Geophysical Characterization of Natural Free Convection in a Coastal Sabkha


VAN DAM, Remke L.1, SIMMONS, Craig T.2, HYNDMAN, David W.3 and WOOD, Warren W.1, (1)Department of Geological Sciences, Michigan State University, 206 Natural Science Building, East Lansing, MI 48824, (2)School of Chemistry, Physics and Earth Sciences, Flinders University, GPO Box 2100, Adelaide, 5001, Australia, (3)Department of Geological Sciences, Michigan State University, East Lansing, MI 48824, rvd@msu.edu

Density variations in groundwater due to differences in solute concentrations or temperatures may result in instabilities when a dense fluid overlies a less dense fluid. Such conditions may be present below salt lakes, saline disposal basins, and contaminant plumes. Laboratory studies and numerical models have predicted that in situations where the convective flux is much more rapid than diffusion, free convection should occur. Although numerous field observations are consistent with theoretical work, until now there has been no convincing primary field evidence that shows the spatial patterns of fingering.
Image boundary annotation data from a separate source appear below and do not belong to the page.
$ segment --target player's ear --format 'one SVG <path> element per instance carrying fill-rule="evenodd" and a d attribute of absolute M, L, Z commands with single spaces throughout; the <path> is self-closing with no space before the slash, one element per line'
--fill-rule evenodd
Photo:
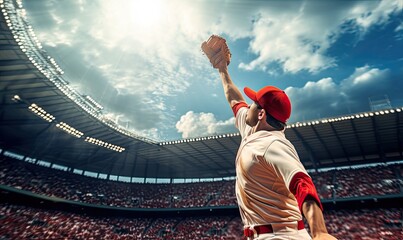
<path fill-rule="evenodd" d="M 266 111 L 264 109 L 259 110 L 258 118 L 259 120 L 262 120 L 266 117 Z"/>

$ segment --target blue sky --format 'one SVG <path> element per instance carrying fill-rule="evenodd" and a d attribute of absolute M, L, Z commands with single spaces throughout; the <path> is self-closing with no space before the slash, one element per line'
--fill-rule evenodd
<path fill-rule="evenodd" d="M 227 39 L 243 89 L 275 85 L 289 123 L 403 105 L 403 1 L 35 0 L 23 7 L 44 49 L 105 117 L 142 136 L 236 132 L 200 50 Z"/>

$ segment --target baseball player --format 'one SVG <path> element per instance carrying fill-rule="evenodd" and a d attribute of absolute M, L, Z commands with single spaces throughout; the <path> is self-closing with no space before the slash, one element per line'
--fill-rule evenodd
<path fill-rule="evenodd" d="M 202 50 L 218 69 L 224 94 L 236 117 L 242 141 L 235 160 L 236 197 L 248 239 L 336 239 L 328 234 L 312 179 L 284 130 L 291 103 L 284 91 L 267 86 L 247 105 L 228 73 L 231 53 L 225 39 L 211 36 Z"/>

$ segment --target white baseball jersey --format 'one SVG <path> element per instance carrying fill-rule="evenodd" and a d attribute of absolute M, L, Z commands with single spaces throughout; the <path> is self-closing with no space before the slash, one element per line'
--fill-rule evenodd
<path fill-rule="evenodd" d="M 289 190 L 298 172 L 308 175 L 283 131 L 258 131 L 245 122 L 248 108 L 236 115 L 242 142 L 236 157 L 236 197 L 246 226 L 294 222 L 302 219 Z"/>

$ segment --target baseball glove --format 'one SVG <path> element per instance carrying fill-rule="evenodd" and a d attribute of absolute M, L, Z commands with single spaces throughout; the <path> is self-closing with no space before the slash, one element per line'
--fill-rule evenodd
<path fill-rule="evenodd" d="M 220 36 L 211 35 L 207 41 L 202 43 L 201 49 L 214 68 L 220 68 L 222 64 L 228 66 L 231 62 L 232 54 L 228 48 L 227 41 Z"/>

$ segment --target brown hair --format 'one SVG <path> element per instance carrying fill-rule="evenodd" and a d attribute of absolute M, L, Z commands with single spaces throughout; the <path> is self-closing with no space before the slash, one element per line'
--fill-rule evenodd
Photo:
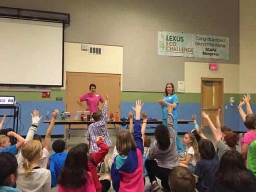
<path fill-rule="evenodd" d="M 192 141 L 192 142 L 190 143 L 190 146 L 192 146 L 195 151 L 195 154 L 194 155 L 195 158 L 196 160 L 198 161 L 200 159 L 200 154 L 198 151 L 198 144 L 197 144 L 197 141 L 196 141 L 195 136 L 193 132 L 187 132 L 186 134 L 188 135 L 189 138 Z"/>
<path fill-rule="evenodd" d="M 25 171 L 25 178 L 28 177 L 33 168 L 30 162 L 39 155 L 41 149 L 42 144 L 38 140 L 30 141 L 23 145 L 21 154 L 25 158 L 23 165 Z"/>
<path fill-rule="evenodd" d="M 92 118 L 95 121 L 98 121 L 100 120 L 101 116 L 102 115 L 102 112 L 101 110 L 96 111 L 92 114 Z"/>
<path fill-rule="evenodd" d="M 230 147 L 233 148 L 238 144 L 239 137 L 234 132 L 227 132 L 225 133 L 224 139 L 227 142 L 227 144 Z"/>
<path fill-rule="evenodd" d="M 256 115 L 249 114 L 245 117 L 244 125 L 248 129 L 256 129 L 254 126 L 254 122 L 256 120 Z"/>
<path fill-rule="evenodd" d="M 220 127 L 220 130 L 222 132 L 232 132 L 231 128 L 228 126 L 222 126 Z"/>
<path fill-rule="evenodd" d="M 215 156 L 215 149 L 213 144 L 210 140 L 202 139 L 198 143 L 198 151 L 202 158 L 212 159 Z"/>
<path fill-rule="evenodd" d="M 136 150 L 136 148 L 134 137 L 128 131 L 118 132 L 116 136 L 116 149 L 119 154 L 127 156 L 131 149 Z"/>
<path fill-rule="evenodd" d="M 168 84 L 171 84 L 171 87 L 172 88 L 172 91 L 171 92 L 171 95 L 173 95 L 175 93 L 175 90 L 174 90 L 174 85 L 173 85 L 172 83 L 168 83 L 167 84 L 166 84 L 166 85 L 165 85 L 165 96 L 167 96 L 168 95 L 168 93 L 167 93 L 167 91 L 166 91 L 166 87 Z"/>
<path fill-rule="evenodd" d="M 2 143 L 4 143 L 6 141 L 8 136 L 6 135 L 0 135 L 0 145 Z"/>
<path fill-rule="evenodd" d="M 172 168 L 169 175 L 171 192 L 195 192 L 195 179 L 189 170 L 181 166 Z"/>
<path fill-rule="evenodd" d="M 144 146 L 146 147 L 149 147 L 151 143 L 151 138 L 147 135 L 145 135 L 144 137 Z"/>

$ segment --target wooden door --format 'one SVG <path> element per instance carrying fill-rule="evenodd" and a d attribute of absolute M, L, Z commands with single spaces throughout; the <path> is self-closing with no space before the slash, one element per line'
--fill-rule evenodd
<path fill-rule="evenodd" d="M 85 110 L 77 101 L 83 95 L 90 92 L 89 86 L 92 84 L 95 84 L 96 92 L 104 99 L 104 92 L 109 93 L 108 117 L 111 112 L 120 114 L 121 75 L 67 72 L 66 76 L 66 111 L 71 113 L 72 119 L 74 112 Z M 79 125 L 72 126 L 73 128 L 81 127 Z"/>
<path fill-rule="evenodd" d="M 216 111 L 221 108 L 219 114 L 220 125 L 223 125 L 223 79 L 201 78 L 201 111 L 209 114 L 213 124 L 216 125 Z M 208 126 L 207 120 L 201 118 L 201 124 Z"/>

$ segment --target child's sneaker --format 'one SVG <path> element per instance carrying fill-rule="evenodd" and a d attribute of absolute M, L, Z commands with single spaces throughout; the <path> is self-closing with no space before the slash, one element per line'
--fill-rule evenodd
<path fill-rule="evenodd" d="M 97 166 L 98 167 L 98 170 L 97 172 L 98 173 L 105 173 L 105 163 L 104 162 L 100 162 L 98 164 L 98 166 Z"/>
<path fill-rule="evenodd" d="M 159 186 L 157 182 L 155 182 L 153 184 L 151 184 L 151 185 L 150 185 L 149 192 L 156 192 L 159 189 L 160 186 Z"/>

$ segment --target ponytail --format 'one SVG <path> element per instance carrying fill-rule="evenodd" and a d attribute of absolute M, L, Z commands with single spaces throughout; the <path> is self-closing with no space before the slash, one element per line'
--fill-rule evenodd
<path fill-rule="evenodd" d="M 25 171 L 25 178 L 29 176 L 33 169 L 31 162 L 39 155 L 42 150 L 42 144 L 38 140 L 32 140 L 24 144 L 21 154 L 25 160 L 22 167 Z"/>

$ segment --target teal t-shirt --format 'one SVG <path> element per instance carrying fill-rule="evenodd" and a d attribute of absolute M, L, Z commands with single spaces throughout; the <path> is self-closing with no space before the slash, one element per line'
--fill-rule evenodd
<path fill-rule="evenodd" d="M 169 103 L 171 104 L 176 103 L 177 105 L 179 104 L 179 101 L 178 100 L 178 96 L 176 94 L 171 95 L 170 96 L 164 96 L 163 98 L 165 101 L 168 103 Z M 166 108 L 167 108 L 167 105 L 166 104 L 163 105 L 163 108 L 162 109 L 162 118 L 164 119 L 167 119 L 167 111 Z M 178 114 L 177 113 L 176 108 L 174 108 L 172 109 L 172 112 L 171 112 L 173 115 L 173 119 L 177 120 L 178 119 Z"/>
<path fill-rule="evenodd" d="M 249 146 L 247 156 L 247 168 L 256 177 L 256 140 Z"/>
<path fill-rule="evenodd" d="M 127 158 L 127 156 L 122 157 L 120 155 L 118 155 L 116 157 L 116 168 L 119 169 L 124 164 L 125 160 Z"/>

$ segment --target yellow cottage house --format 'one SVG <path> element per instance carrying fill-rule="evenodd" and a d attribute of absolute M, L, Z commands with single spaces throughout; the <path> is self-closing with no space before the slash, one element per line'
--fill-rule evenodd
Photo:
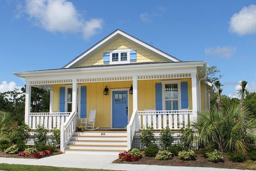
<path fill-rule="evenodd" d="M 209 108 L 206 74 L 206 62 L 182 61 L 119 29 L 62 68 L 15 73 L 25 80 L 25 123 L 61 129 L 63 152 L 94 153 L 141 147 L 147 125 L 178 133 Z M 30 112 L 31 87 L 50 90 L 49 113 Z M 95 110 L 98 129 L 77 132 Z"/>

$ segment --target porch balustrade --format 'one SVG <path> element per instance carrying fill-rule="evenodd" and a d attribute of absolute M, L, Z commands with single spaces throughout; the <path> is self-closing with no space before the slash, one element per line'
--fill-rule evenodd
<path fill-rule="evenodd" d="M 38 125 L 49 130 L 60 129 L 70 115 L 70 112 L 29 113 L 28 124 L 32 129 Z"/>

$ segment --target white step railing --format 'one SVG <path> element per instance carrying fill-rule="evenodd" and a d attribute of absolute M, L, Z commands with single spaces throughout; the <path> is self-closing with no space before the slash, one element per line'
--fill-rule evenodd
<path fill-rule="evenodd" d="M 127 125 L 127 149 L 130 149 L 132 148 L 133 137 L 135 132 L 139 130 L 138 127 L 138 115 L 137 110 L 133 111 L 130 122 Z"/>
<path fill-rule="evenodd" d="M 167 126 L 173 130 L 184 128 L 188 125 L 189 115 L 192 114 L 192 110 L 137 111 L 139 122 L 141 125 L 140 129 L 148 126 L 153 127 L 155 130 L 162 129 Z"/>
<path fill-rule="evenodd" d="M 50 130 L 60 129 L 70 115 L 70 112 L 29 113 L 28 124 L 32 129 L 38 125 Z"/>
<path fill-rule="evenodd" d="M 76 131 L 77 126 L 77 114 L 73 112 L 64 124 L 61 126 L 61 151 L 65 152 L 68 142 Z"/>

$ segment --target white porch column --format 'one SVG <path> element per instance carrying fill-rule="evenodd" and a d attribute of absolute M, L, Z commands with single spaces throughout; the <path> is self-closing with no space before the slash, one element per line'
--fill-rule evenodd
<path fill-rule="evenodd" d="M 198 86 L 196 73 L 191 73 L 192 89 L 192 109 L 193 115 L 191 119 L 195 120 L 197 118 L 198 111 Z"/>
<path fill-rule="evenodd" d="M 53 106 L 54 106 L 54 91 L 52 90 L 50 90 L 50 113 L 53 112 Z"/>
<path fill-rule="evenodd" d="M 77 106 L 77 81 L 72 80 L 72 112 L 76 111 Z"/>
<path fill-rule="evenodd" d="M 29 113 L 30 112 L 31 86 L 29 81 L 26 81 L 26 93 L 25 98 L 25 123 L 30 125 L 30 123 L 29 123 Z"/>
<path fill-rule="evenodd" d="M 138 86 L 137 76 L 133 76 L 133 111 L 138 110 Z"/>

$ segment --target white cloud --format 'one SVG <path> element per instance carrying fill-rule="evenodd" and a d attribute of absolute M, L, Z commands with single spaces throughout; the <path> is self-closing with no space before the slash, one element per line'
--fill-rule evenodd
<path fill-rule="evenodd" d="M 241 36 L 256 34 L 256 5 L 245 6 L 235 13 L 230 19 L 229 31 Z"/>
<path fill-rule="evenodd" d="M 14 81 L 8 83 L 6 81 L 4 81 L 2 82 L 2 84 L 0 84 L 0 92 L 12 91 L 15 88 L 20 89 L 21 87 L 17 87 L 16 83 Z"/>
<path fill-rule="evenodd" d="M 102 19 L 85 21 L 67 0 L 27 0 L 25 6 L 34 24 L 50 32 L 81 32 L 88 39 L 102 28 Z"/>
<path fill-rule="evenodd" d="M 237 97 L 240 98 L 239 95 L 238 94 L 238 91 L 240 89 L 240 83 L 241 81 L 239 81 L 237 85 L 235 85 L 234 91 L 228 95 L 228 96 L 234 98 Z M 247 90 L 250 92 L 256 92 L 256 83 L 252 82 L 251 84 L 247 83 L 246 86 L 246 88 Z"/>
<path fill-rule="evenodd" d="M 165 7 L 159 6 L 155 9 L 155 12 L 141 13 L 140 15 L 140 19 L 143 22 L 150 22 L 154 18 L 162 16 L 165 11 Z"/>
<path fill-rule="evenodd" d="M 216 48 L 207 48 L 205 49 L 206 56 L 221 57 L 225 58 L 230 58 L 235 52 L 235 47 L 225 47 Z"/>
Here, we present recent geophysical measurements that for the first time document complex fingering beneath a sabkha in the Emirate of Abu Dhabi. The sabkha material consists of uncemented and uniform fine sand with a porosity of ~38% and a uniform hydraulic conductivity at 1.0±0.2 m/day. A potential driver for instabilities in this system is evaporation of groundwater leading to an increased salinity of the water table and formation of halite at the sabkha surface. Redissolution of halite and recharge of higher density water during significant rain events then creates the necessary density inversion conditions for convection. We characterized the system in March 2008, about 2 months after a ~100 mm rain event, using electrical resistivity (ER) and time- and frequency-domain electromagnetic methods. Geophysical sounding data are consistent with a model of lower TDS water entering the sabkha from lower formations. ER imaging data collected in dipole-dipole configuration show a low resistivity zone at the top of the water table, from which distinct fingers protrude in a higher resistive background. The fingering occurs at scales predicted by theoretical analyses.